The class was immediately popular -- for its theme and the real-world experience it promised. Students would have prospective clients already lined up, and their designs potentially could go into production quickly. In early November, Paul Goldstein, the director of sales from Hillside, stopped by for the initial critique of the works.
Aaron Audasiova, a senior, had made "Stacked Urn," composed of three circular saucer-shaped vessels, large tapering to small. The design was evocative of the small piles of rocks commonly seen in rural areas of the Middle East and a reminder of the Jews' nomadic heritage. The three parts of the urn could stand alone or be screwed together into one interlocking piece. The largest saucer, on the bottom, was designed to hold soil from Israel, while the middle piece held ashes that gradually sifted to the bottom. The design could be adjusted into a hanging urn, similar to an incense censer.
"I can see this hanging in the corner of a room very easily," said JoanTakayama-Ogawa, the ceramics instructor overseeing the initial stage of construction. Product design teacher Randall Wilson chimed in: The urn could be fabricated out of spun metal, but casting would allow for a deeper level of detail. The lid of the urn could be detached to hold a candle or incense, leading to questions about how much choice to give the client.
"It's good to have some options but too many is confusing, and people are confused enough at this time," Hillside's Goldstein said. "It's hard to be decisive.

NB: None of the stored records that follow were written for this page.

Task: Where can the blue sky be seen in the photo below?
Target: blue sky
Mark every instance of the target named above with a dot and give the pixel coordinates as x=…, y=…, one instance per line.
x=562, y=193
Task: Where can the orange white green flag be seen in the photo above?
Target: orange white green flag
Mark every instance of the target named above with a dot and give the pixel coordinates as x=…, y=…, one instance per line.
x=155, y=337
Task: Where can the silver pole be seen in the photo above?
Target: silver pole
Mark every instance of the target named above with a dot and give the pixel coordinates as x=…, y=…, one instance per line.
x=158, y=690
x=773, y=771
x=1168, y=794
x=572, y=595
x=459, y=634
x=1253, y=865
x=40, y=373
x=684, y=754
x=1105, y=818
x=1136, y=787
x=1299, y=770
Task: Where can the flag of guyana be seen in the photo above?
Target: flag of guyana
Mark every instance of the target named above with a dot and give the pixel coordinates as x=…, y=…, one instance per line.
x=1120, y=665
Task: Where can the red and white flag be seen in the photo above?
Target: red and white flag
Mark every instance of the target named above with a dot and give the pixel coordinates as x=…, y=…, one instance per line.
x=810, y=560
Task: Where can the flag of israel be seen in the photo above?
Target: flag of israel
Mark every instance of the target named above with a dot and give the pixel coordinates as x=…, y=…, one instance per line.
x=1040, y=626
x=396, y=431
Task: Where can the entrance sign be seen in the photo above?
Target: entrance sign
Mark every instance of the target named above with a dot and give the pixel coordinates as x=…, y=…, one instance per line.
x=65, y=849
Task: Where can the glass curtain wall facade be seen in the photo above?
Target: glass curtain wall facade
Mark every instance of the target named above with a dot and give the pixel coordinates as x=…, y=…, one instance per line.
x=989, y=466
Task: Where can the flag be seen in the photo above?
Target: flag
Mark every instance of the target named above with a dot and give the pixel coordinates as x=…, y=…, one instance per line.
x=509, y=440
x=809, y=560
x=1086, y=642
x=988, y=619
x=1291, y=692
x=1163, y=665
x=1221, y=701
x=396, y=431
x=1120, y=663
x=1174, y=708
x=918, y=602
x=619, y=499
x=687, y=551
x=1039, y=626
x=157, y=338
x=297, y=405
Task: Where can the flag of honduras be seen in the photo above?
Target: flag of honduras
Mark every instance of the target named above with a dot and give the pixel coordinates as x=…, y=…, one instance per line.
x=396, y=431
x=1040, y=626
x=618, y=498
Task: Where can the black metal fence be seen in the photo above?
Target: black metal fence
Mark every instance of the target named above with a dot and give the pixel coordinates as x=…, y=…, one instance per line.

The main thing is to catch the eye, have somebody say 'I can see that in my house.' "
And that is the bottom line for Hillside: This art is meant to be seen.
"My feeling is that if people are going to bury them, we are not going to be selling them a unique piece of art," CEO Friedman said. "When people first put ashes in an urn, beautiful or not, they are still very raw. If it is on a mantelpiece eight years later, the rawness has gone away and the significance of the piece has changed."